Background: The metabolic syndrome (MetS) is a clustering of interrelated risk factors which doubles the risk of cardio-vascular disease (CVD) in 5-10 years and increases the risk of type 2 diabetes 5 fold. The identification of modifiable CVD risk factors and predictors of MetS in an otherwise healthy population is necessary in order to identify individuals who may benefit from early interventions. We sought to determine the prevalence of MetS as defined by the harmonized criteria and its predictors in subjectively healthy black Africans from various urban centres in Kenya.

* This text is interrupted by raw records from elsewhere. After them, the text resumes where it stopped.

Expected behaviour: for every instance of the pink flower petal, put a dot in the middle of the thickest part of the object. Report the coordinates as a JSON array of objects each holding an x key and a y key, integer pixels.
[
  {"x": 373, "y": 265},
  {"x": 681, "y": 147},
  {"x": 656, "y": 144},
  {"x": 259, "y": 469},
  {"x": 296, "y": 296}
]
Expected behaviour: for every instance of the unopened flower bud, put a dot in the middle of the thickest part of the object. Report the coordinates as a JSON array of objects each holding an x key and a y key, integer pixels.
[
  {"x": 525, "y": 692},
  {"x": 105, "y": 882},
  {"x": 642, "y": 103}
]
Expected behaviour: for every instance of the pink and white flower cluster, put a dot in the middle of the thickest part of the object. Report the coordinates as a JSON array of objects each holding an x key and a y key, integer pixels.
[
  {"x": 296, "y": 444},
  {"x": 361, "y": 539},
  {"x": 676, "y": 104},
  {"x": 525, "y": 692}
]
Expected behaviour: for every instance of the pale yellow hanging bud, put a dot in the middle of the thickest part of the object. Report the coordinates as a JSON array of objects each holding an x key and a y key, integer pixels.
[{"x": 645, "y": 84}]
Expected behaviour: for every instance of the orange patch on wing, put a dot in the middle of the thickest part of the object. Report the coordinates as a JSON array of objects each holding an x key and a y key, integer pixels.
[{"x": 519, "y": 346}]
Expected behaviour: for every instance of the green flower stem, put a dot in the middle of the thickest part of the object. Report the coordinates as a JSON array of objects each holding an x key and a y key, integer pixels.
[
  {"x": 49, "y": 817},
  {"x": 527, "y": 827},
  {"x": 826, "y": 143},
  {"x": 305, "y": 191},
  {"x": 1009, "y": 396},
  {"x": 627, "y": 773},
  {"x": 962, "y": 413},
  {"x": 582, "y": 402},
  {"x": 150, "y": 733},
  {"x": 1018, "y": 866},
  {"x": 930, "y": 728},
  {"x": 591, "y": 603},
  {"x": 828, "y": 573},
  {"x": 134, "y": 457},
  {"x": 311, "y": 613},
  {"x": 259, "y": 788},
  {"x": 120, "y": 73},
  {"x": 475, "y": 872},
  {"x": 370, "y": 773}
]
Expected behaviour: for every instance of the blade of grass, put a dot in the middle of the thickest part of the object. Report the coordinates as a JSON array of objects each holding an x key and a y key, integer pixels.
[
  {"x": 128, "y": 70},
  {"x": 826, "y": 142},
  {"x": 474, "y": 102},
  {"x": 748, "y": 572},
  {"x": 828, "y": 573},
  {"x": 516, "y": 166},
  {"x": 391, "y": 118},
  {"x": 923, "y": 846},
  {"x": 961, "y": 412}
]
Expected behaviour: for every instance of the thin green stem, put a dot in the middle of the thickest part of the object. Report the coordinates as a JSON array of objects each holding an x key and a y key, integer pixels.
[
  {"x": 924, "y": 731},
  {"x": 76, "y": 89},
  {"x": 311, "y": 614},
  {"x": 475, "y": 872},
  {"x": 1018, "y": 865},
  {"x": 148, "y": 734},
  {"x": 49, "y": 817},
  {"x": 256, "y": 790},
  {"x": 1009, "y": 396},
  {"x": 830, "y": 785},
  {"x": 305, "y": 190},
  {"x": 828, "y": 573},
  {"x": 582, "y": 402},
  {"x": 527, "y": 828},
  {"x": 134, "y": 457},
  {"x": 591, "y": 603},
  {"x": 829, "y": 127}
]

Method: We used data collected from healthy black Africans in Kenya as part of a global study on establishing reference intervals for common laboratory tests. We determined the prevalence of MetS and its components using the 2009 harmonized criterion. Receiver operator characteristic (ROC) curve analysis was used to determine the area under the curves (AUC) for various predictors of MetS. Youden index was used to determine optimum cut-offs for quantitative measurements such as waist circumference (WC).

Results: A total of 528 participants were included in the analysis. The prevalence of MetS was 25.6% (95% CI: 22.0%-29.5%). Among the surrogate markers of visceral adiposity, lipid accumulation product was the best predictor of MetS with an AUC of 0.880 while triglyceride was the best predictor among the lipid parameters with an AUC of 0.816 for all participants. The optimal WC cut-off for diagnosing MetS was 94 cm and 86 cm respectively for males and females.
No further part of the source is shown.